The compounds of this invention is to suppress VEGF inductive people navel tire vascular endothelial cell proliferation VEGFR tyrosine-kinase enzyme inhibition factor, does not have influence but non-VEGF inductive basilar cell grown.Utilization contains 3The division situation of thymus gland pyridine pyridine test and appraisal people's navel tire vascular endothelial cells (HUVEC) when existing or lacking VEGF, ECF or bFGF that H demarcates.

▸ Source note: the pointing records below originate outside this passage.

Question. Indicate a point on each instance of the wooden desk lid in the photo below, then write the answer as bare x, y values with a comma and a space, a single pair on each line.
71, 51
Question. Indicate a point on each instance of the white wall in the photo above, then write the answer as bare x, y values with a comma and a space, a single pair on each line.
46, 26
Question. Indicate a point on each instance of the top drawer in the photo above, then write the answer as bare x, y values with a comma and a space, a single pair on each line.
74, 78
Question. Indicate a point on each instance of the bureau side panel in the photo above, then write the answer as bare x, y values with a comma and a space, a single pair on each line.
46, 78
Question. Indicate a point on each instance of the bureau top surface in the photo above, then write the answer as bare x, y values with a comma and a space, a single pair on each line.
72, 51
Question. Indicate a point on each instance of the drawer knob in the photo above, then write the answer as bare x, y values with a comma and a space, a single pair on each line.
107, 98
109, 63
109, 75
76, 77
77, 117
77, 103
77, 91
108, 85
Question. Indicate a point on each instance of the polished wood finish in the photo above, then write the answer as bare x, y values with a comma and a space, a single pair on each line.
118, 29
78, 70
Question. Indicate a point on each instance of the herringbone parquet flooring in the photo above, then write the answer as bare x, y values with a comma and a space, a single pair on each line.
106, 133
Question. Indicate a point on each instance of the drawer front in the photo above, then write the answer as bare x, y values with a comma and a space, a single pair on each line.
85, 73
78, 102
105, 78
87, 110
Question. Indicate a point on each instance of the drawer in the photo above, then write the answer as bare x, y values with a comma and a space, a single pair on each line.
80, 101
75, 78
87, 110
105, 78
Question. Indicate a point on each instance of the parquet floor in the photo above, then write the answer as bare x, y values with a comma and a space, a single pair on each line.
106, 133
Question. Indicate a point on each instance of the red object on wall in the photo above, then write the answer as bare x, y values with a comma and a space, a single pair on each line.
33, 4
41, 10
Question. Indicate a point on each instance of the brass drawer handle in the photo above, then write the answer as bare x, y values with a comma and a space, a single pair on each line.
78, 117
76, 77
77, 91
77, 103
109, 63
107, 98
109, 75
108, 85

Concrete performance is: will contain 3The thymus gland pyridine pyridine of H (10 μ Ci/mL) is 1 * 10 with cell concn 5The HUVEC of/mL cultivates altogether, treats 3The thymus gland pyridine pyridine that H demarcates is integrated among the HUVEC, by 10 -1Gradient (starting point concentration 800mg/L) dilution The compounds of this invention, adding contains 3Cultivate among the HUVEC after the thymus gland pyridine pyridine of H is integrated, observe the division situation of HUVEC when existing or lacking VEGF, EGF or bFGF, detect the 50 3nhibitory dose of this compound HUVEC.
As shown in table 2, The compounds of this invention suppresses the propagation of VEGF inductive people navel tire vascular endothelial cell strongly and optionally, when its 50 times of concentration the growth of base portion endotheliocyte is not still had influence.This synthetics enzyme analyzes, (strong and weak KDR>EGFR of arrangement of inhibition degree>FGFR1) and the cell compositional analysis (strong and weak VEGF>EGF of arrangement of inhibition degree>bFGF), prove this restraining effect tool selectivity of this compound equally.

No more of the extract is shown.